Tacrolimus Offers Better Response Rates, Infection Risks in Lupus Nephritis
SAN FRANCISCO, CA—Tacrolimus outperforms cyclophosphamide (CYC) and mycophenolate mofetil (MMF) as an induction therapy for lupus nephritis, achieving superior overall response rates and reducing the risk of serious infections, according to a meta-analysis of data from nine studies, reported at the 2015 ACR/ARHP Annual Meeting.
“Tacrolimus was the most efficacious induction treatment for patients with lupus nephritis, and had the highest probability of decreasing the risk of serious infections,” reported study authors Young Ho Lee, MD, and Gwan Gyu Song, MD, of the Division of Rheumatology, Korea University Medical Center in Seoul, South Korea, in a poster presentation.
“Higher remission rates combined with a more favorable safety profile suggest that MMF is superior to CYC as induction treatment in these patients,” they reported.
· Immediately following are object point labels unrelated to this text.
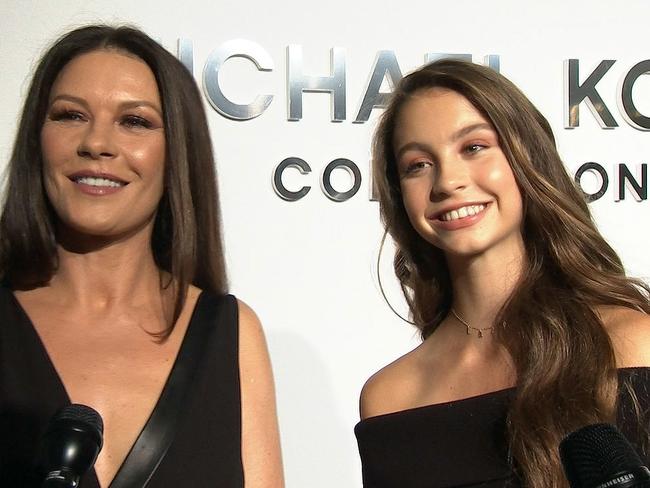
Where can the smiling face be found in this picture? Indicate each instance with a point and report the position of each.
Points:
(457, 186)
(103, 144)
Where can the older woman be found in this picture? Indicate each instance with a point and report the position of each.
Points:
(529, 324)
(113, 276)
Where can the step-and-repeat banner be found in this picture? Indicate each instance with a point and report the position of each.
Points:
(293, 91)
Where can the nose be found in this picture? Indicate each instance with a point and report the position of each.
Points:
(450, 175)
(97, 141)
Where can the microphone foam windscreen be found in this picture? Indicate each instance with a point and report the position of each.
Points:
(81, 413)
(595, 454)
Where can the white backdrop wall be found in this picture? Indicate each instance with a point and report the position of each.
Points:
(308, 267)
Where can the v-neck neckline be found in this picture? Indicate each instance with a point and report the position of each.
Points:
(56, 379)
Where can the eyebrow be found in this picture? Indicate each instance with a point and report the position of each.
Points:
(125, 104)
(419, 146)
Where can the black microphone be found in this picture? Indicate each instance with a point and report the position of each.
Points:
(599, 456)
(70, 446)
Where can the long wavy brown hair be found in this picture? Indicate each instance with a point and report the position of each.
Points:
(564, 360)
(186, 240)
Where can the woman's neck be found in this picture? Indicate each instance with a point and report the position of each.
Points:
(108, 273)
(482, 284)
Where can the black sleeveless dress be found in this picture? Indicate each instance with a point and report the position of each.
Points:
(463, 442)
(206, 449)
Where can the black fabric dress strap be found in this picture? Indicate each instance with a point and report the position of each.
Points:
(158, 433)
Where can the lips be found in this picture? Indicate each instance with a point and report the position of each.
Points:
(459, 212)
(462, 212)
(97, 180)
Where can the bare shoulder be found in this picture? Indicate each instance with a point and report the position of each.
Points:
(392, 388)
(260, 438)
(629, 331)
(251, 333)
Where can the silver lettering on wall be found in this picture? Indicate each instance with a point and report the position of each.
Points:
(298, 82)
(575, 93)
(326, 180)
(236, 48)
(624, 181)
(638, 185)
(385, 67)
(281, 190)
(625, 102)
(596, 169)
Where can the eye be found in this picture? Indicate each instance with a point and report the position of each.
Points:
(473, 148)
(415, 167)
(136, 122)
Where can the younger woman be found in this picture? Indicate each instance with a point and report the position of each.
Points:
(530, 327)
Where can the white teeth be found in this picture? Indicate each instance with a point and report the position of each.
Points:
(87, 180)
(462, 212)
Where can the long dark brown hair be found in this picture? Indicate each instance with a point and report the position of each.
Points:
(186, 240)
(564, 360)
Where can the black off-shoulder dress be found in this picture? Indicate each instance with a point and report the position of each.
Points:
(206, 449)
(462, 443)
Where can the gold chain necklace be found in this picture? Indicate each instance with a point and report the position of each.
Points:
(479, 332)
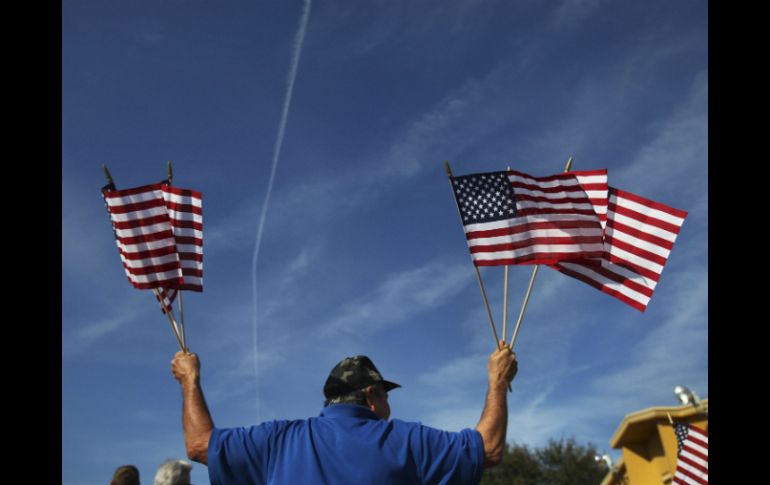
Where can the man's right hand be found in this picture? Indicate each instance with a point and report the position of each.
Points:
(186, 367)
(502, 367)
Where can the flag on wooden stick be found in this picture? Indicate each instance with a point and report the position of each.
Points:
(692, 465)
(510, 217)
(159, 233)
(145, 237)
(638, 239)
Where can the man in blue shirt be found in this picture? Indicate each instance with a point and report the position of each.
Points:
(353, 440)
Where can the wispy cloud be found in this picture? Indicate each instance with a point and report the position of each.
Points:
(570, 13)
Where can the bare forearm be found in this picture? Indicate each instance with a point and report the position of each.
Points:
(494, 423)
(196, 421)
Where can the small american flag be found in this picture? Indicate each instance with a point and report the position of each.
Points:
(185, 213)
(513, 218)
(693, 457)
(639, 237)
(159, 234)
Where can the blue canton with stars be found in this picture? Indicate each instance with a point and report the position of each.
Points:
(484, 197)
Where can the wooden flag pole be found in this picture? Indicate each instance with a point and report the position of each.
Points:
(505, 298)
(505, 303)
(531, 283)
(478, 274)
(181, 318)
(171, 320)
(170, 178)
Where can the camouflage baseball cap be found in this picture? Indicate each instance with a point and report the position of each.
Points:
(352, 374)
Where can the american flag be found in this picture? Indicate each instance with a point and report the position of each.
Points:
(639, 236)
(693, 457)
(159, 233)
(185, 213)
(510, 217)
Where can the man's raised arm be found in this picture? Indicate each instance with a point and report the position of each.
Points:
(502, 367)
(196, 420)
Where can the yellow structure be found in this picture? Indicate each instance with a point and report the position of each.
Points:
(649, 444)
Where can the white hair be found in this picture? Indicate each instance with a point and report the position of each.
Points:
(173, 472)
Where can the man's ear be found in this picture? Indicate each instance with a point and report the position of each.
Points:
(370, 392)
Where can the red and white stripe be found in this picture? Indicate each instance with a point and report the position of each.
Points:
(144, 236)
(185, 212)
(166, 297)
(639, 236)
(555, 221)
(692, 466)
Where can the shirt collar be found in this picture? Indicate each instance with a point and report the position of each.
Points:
(347, 411)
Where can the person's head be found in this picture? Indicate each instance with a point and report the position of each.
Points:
(125, 475)
(355, 380)
(173, 472)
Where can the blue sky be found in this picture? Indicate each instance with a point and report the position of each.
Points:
(362, 250)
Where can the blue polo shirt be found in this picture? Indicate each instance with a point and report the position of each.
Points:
(345, 444)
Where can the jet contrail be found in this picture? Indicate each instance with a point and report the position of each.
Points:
(298, 40)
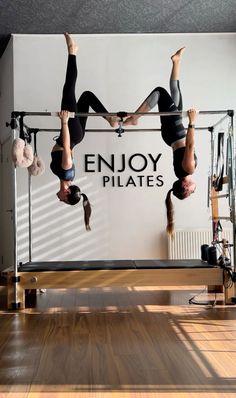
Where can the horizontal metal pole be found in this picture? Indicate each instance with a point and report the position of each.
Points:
(182, 113)
(109, 130)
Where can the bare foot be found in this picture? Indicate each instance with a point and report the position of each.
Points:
(131, 121)
(178, 54)
(112, 120)
(71, 44)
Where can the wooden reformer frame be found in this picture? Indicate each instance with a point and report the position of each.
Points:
(17, 282)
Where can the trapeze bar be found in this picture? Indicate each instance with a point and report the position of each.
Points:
(121, 114)
(107, 130)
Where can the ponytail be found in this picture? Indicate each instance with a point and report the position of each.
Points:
(87, 211)
(169, 214)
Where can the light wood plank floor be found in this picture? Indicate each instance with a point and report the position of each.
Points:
(137, 342)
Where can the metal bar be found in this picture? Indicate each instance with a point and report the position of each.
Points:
(30, 214)
(220, 121)
(103, 114)
(220, 196)
(14, 219)
(111, 130)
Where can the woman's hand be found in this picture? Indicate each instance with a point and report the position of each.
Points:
(192, 115)
(64, 116)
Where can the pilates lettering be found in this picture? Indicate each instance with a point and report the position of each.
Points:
(114, 169)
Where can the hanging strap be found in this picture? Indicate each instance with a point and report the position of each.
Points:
(35, 143)
(218, 183)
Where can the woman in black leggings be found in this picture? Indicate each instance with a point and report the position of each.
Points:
(174, 135)
(72, 133)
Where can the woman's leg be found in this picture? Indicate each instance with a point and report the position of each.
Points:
(174, 79)
(68, 102)
(88, 99)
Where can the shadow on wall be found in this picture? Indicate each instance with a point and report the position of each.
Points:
(48, 216)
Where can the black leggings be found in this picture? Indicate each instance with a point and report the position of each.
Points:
(87, 99)
(172, 128)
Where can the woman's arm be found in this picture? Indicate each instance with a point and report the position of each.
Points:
(188, 163)
(66, 154)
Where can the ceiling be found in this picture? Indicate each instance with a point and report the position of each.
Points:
(115, 16)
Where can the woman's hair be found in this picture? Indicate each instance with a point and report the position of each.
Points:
(179, 191)
(74, 197)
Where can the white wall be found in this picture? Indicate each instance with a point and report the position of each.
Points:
(6, 106)
(127, 222)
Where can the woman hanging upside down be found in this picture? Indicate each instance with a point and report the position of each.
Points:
(72, 133)
(174, 135)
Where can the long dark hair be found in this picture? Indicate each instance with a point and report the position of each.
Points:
(179, 191)
(74, 197)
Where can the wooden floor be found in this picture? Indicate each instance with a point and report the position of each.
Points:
(136, 342)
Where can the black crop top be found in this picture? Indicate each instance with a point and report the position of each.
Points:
(55, 166)
(178, 156)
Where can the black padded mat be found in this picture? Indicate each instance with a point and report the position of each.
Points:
(110, 265)
(76, 265)
(161, 264)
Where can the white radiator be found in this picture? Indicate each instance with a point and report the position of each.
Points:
(187, 244)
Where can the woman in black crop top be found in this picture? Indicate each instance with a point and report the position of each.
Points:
(174, 135)
(72, 133)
CYC regimens “have long been considered the gold standard for inducing renal remission and preventing renal flares in [WHO class III and IV] proliferative glomerulonephritis,” they noted. But CYC regimens' benefits are “outweighed by the significant drug-related adverse effects,” including elevated risks of serious infections and ovarian toxicity.
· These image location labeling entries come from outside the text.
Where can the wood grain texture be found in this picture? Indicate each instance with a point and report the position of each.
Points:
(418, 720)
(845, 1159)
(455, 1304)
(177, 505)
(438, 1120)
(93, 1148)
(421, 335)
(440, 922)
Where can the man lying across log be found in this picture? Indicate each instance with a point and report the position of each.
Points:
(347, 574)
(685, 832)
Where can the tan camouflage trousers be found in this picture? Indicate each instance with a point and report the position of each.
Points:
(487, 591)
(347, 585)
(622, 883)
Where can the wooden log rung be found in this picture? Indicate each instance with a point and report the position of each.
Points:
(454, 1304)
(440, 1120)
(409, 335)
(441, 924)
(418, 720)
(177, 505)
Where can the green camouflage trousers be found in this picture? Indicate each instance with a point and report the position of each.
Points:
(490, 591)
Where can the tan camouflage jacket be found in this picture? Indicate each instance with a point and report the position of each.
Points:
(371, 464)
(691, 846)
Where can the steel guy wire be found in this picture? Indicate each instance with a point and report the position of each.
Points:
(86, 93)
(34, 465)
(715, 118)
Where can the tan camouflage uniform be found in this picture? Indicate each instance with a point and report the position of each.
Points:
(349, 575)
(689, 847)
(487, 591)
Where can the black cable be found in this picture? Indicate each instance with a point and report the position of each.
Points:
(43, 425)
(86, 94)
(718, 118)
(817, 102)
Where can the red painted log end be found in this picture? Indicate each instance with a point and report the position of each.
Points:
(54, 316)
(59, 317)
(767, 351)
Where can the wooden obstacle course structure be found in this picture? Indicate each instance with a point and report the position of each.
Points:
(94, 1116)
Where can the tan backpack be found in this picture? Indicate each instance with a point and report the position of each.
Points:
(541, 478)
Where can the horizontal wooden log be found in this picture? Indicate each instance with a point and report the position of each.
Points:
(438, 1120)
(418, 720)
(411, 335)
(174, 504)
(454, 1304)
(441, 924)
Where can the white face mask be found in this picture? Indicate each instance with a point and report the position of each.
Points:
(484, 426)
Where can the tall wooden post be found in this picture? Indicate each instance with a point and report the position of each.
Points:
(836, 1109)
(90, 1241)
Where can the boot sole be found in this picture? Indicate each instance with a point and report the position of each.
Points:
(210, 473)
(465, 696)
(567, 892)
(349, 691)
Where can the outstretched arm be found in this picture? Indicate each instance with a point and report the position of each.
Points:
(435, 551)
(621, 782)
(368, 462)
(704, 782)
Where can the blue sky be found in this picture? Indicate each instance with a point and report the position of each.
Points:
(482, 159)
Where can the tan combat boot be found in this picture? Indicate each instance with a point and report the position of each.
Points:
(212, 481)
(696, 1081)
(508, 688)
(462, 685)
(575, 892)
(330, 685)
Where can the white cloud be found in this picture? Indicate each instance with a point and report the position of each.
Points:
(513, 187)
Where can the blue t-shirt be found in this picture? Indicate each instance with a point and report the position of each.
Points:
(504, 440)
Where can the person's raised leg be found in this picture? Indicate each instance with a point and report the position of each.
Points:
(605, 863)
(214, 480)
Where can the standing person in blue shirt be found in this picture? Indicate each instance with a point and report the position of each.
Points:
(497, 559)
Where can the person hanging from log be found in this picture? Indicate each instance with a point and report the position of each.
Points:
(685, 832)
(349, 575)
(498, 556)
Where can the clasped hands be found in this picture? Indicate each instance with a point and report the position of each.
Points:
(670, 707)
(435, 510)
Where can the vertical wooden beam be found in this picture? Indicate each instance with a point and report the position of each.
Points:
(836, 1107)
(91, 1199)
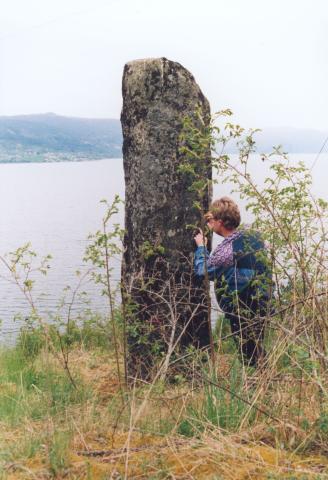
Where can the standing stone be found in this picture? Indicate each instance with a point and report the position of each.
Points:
(165, 306)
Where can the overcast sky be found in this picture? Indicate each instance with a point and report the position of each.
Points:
(266, 60)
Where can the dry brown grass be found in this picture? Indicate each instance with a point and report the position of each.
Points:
(102, 445)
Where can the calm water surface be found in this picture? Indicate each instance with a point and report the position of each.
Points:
(55, 206)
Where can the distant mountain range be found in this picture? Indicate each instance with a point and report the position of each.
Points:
(50, 137)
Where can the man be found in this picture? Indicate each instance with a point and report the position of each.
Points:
(242, 278)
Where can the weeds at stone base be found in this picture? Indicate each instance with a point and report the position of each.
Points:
(48, 429)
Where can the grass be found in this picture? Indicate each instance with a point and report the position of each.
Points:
(191, 429)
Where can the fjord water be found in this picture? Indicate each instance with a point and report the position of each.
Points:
(55, 206)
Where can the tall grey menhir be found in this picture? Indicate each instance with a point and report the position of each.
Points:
(165, 308)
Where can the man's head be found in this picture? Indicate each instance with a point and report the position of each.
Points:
(223, 216)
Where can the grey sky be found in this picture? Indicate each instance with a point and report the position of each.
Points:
(266, 60)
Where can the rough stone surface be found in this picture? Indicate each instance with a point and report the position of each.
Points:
(157, 95)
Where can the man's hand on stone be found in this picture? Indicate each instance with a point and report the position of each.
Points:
(200, 240)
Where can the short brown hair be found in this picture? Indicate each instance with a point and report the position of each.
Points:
(226, 210)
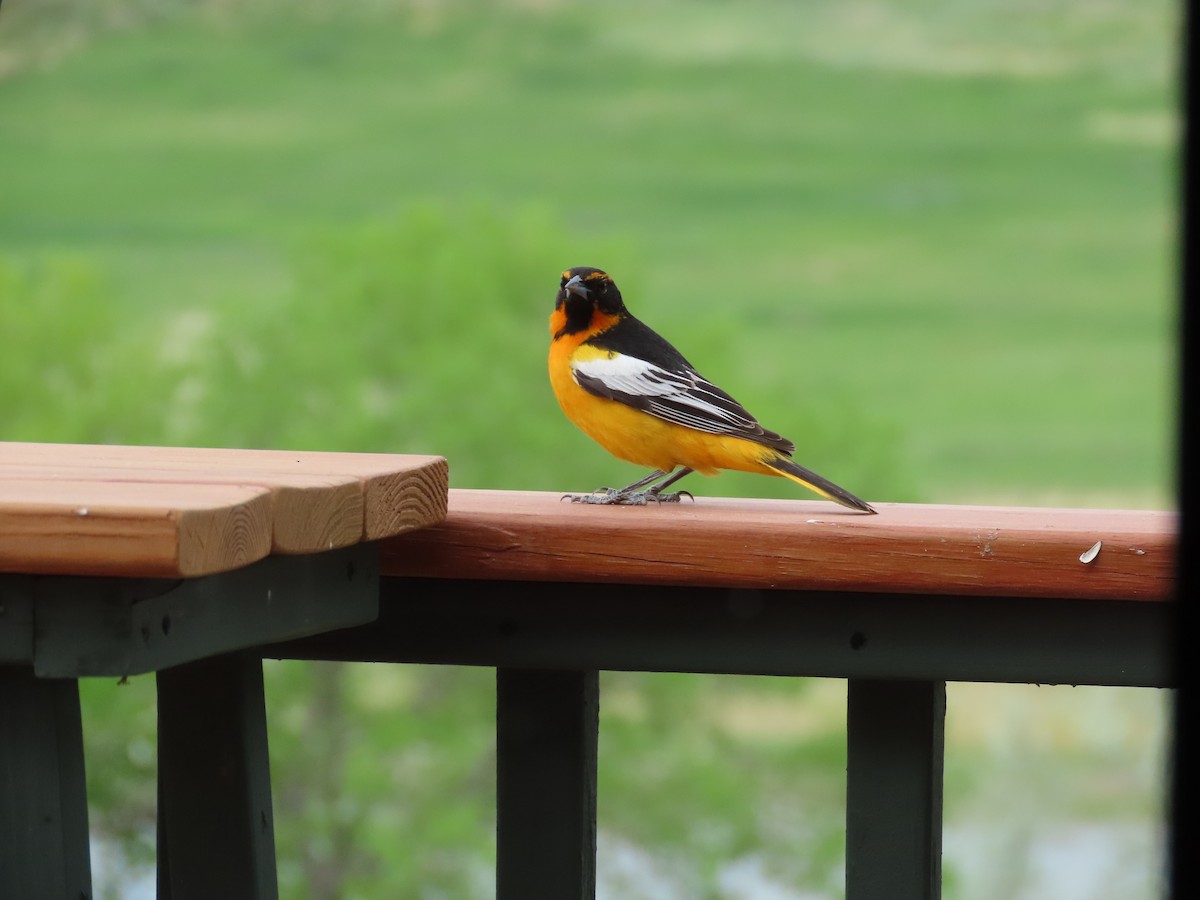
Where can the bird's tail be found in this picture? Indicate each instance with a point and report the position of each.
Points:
(814, 481)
Randomized controlled clinical efficacy and safety trials for other immunosuppressive induction drugs are needed for treating lupus nephritis but relatively few such studies have been undertaken–and they have been largely inconclusive, thanks to small sample sizes. By pooling data for analysis from multiple studies of induction therapy with tacrolimus, MMF, and CYC for lupus nephritis, the study authors sought to clarify the relative safety and efficacy of these alternative induction regimens.
Nine randomized clinical trials met inclusion criteria, representing 972 patients.
“Tacrolimus showed a significantly higher overall response rate (complete remission plus partial remission) than CYC (OR [odds ratio] 2.35, 95% credible interval [CrI] 1.03–5.45), and was more efficacious than MMF (OR 1.60, 95% CrI 0.70–3.57),” Drs. Lee and Song reported. “MMF was superior to CYC in terms of overall response (OR 1.45, 95% CrI 0.96–2.42). “
Tacrolimus “had the highest probability of being the best treatment for achieving the overall response, followed by MMF, and CYC,” they concluded. “In terms of safety, tacrolimus showed the highest probability of decreasing the risk of serious infections, followed by MMF, and CYC.”